Sunday 4 December 2016

Bisnis Tas Kulit Lokal Gammara


Sejak kecil, saya, Aditya Lugina (28) sudah akrab melihat koleksi tas kulit ayah saya. Ayah memang pencinta tas kulit. Saya ‘ketularan’ menyukai tas kulit dari Ayah yang memang punya ‘sense’ pada desain unik. Pada tahun 2010, saat masih sibuk dengan kuliah saya di jurusan Farmasi Universitas Padjadjaran, Bandung, saya malah mencari informasi untuk mendapatkan bahan kulit yang bagus.
Saat itu saya dibantu kekasih, Anwar Syafrani, yang kini sudah menjadi suami, untuk memilih pabrik penyamakan kulit dengan hasil prima. Kulit yang prima bisa dilihat  dari coraknya yang bagus dan tak ada goresan maupun lubang, sehingga mudah diaplikasikan pada pola desain. Itulah ‘modal’ dasar saya untuk bisa menciptakan produk berkualitas baik. Dengan modal awal Rp2,5 juta, kami pun belanja kulit yang sudah disamak dari pabrik-pabrik pilihan hasil survei di Tangerang, Cianjur, dan Surabaya.

Kami belajar tentang produksi kulit dan bisnis secara autodidak saja. Awalnya, kami belum memiliki mesin dan workshop sendiri sehingga harus menitipkan bahan ke perajin lain. Namun, cara itu cukup berisiko karena mereka juga mengerjakan pesanan orang lain, sehingga kami tak bisa memesan banyak dan tak bisa mengontrol kualitas produk.

Pada tahun 2012, kami memberanikan diri membuka workshop, meski hanya dibantu oleh seorang perajin terbaik. Secara rutin kami meningkatkan keterampilan perajin dengan edukasi tambahan yang kami pelajari dari berbagai sumber. Kini kami memiliki 7 perajin, seorang pengawas produksi, dan asisten. Dengan tim itu, kami bisa memproduksi 250-400 tas dalam sebulan dan rata-rata laku 70 persen. Harga produk tas Gammara sekitar Rp2.500.000.

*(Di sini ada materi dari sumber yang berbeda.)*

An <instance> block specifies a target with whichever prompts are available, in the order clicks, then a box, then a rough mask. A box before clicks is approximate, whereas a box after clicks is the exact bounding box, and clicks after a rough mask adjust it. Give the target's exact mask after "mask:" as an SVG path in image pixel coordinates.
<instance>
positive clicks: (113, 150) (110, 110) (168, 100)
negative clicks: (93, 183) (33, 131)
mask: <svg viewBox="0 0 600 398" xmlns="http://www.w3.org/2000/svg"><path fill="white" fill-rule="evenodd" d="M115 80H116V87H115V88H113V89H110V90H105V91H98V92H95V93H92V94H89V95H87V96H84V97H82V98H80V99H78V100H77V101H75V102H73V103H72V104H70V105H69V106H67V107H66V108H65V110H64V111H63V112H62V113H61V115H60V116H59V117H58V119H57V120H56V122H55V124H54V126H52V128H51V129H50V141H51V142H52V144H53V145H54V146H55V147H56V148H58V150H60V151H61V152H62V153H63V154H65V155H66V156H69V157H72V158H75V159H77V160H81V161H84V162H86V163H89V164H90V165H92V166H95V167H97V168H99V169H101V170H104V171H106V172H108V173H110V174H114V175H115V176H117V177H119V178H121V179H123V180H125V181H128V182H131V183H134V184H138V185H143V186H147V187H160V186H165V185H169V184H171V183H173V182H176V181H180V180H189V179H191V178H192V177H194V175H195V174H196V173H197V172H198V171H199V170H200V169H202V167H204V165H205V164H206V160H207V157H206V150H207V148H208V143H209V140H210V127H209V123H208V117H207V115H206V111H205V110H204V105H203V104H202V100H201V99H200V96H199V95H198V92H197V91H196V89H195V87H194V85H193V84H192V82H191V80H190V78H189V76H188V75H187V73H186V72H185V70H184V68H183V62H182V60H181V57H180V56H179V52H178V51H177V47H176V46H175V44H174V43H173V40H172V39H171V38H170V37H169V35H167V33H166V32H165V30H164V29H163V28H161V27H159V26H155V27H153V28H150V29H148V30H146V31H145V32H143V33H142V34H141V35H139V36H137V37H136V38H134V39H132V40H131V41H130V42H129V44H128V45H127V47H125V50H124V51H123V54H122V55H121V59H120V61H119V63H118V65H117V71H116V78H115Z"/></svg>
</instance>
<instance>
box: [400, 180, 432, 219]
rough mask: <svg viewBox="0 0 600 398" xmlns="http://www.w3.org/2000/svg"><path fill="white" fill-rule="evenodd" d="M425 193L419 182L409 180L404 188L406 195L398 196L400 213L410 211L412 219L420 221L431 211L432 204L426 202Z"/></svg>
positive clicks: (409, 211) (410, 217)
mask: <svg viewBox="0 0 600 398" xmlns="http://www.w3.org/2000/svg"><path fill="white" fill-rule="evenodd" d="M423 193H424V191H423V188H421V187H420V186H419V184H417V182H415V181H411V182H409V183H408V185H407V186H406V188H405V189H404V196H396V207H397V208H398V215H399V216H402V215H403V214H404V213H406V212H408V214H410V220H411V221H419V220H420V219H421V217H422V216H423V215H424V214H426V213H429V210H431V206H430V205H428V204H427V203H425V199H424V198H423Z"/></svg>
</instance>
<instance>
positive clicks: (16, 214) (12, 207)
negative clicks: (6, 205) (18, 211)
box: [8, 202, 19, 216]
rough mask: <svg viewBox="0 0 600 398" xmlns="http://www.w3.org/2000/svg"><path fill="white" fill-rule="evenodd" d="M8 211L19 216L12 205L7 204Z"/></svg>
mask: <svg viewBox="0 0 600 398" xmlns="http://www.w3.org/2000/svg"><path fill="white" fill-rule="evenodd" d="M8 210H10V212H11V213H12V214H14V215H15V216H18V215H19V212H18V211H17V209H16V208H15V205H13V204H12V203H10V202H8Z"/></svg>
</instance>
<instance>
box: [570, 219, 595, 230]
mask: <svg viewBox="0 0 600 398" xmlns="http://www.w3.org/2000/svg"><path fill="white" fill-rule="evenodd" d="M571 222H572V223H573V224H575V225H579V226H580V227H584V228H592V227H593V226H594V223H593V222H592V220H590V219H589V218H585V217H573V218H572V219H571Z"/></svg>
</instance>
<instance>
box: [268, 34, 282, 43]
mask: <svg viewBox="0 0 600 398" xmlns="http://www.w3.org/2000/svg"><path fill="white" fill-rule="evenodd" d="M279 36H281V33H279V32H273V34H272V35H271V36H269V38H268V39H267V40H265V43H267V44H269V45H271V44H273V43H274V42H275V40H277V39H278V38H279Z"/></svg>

Untuk pemasaran, kami punya butik di Cigadung, Bandung, lewat media sosial, dan rajin ikut pameran. Gammara paling banyak terjual lewat pameran. Di event ini  juga kami mendapat pembeli dari Taiwan, Dubai, dan Prancis yang sudah menjadi klien kami sejak tahun 2014. Taiwan menjadi negara pertama yang menjual produk kulit Gammara di luar Indonesia. Pesanannya memang tidak banyak, hanya sekitar 2 lusin per bulan. Tapi, kami bangga karena produk kami berhasil memenuhi standar untuk ekspor.

Kunci utama kami dalam memosisikan Gammara di industri kerajinan kulit adalah kualitas dan kerapian. Kualitas bahan baku, mulai dari benang hingga kulit, kami kontrol sesuai standar. Kemudian, untuk membuat produk lebih awet di tangan konsumen, kami selalu mengedukasi mereka secara lisan mengenai cara menyimpan dan merawat produk kulit setelah pembelian. Agar awet, produk kulit tidak boleh dicuci dan perlu diangin-anginkan secara berkala agar tidak berjamur, musuh utama kulit. Berikan lotion khusus untuk menambah kadar kelembapan kulit tas sehingga tidak keras dan kaku. Kami juga menjamin after sales service, seperti perbaikan tali, jahitan, dan ritsleting secara gratis seumur hidup.  

Target pengembangan usaha kami dalam 5 tahun ke depan yaitu menambah kapasitas produksi dan sumber daya manusia agar produk Gammara mudah dijangkau di seluruh wilayah Indonesia. Tantangannya ada pada jasa pengiriman, apalagi produk kami tidak bisa dimampatkan sehingga volumenya besar. Kami masih mencari solusi untuk hal itu.

Tip bisnis:
  • Jangan ragu memasukkan katalog dan company profile ke Dinas Perindustrian dan Perdagangan serta Kementerian Perindustrian atau Kementerian Perdagangan. Ketika ada pelatihan atau pameran yang cocok dengan produk, produk Anda bisa diikutsertakan di dalamnya.
  • Sertakan asal-usul Anda dalam membangun citra dan produk, misal nama Gammara kami ambil dari bahasa Makassar, Sulawesi Selatan, kota asal suami, yang berarti bagus dan indah. Produk-produk Gammara hampir seluruhnya menggunakan nama yang diambil dari daerah yang ada di Sulawesi Selatan, seperti Segeri, Takalar, atau Cenrana. Unsur lokal yang kami selipkan di  tiap produk ternyata membuat pembeli lebih penasaran. Cara ini jadi jembatan untuk membangun relasi yang baik dengan pembeli.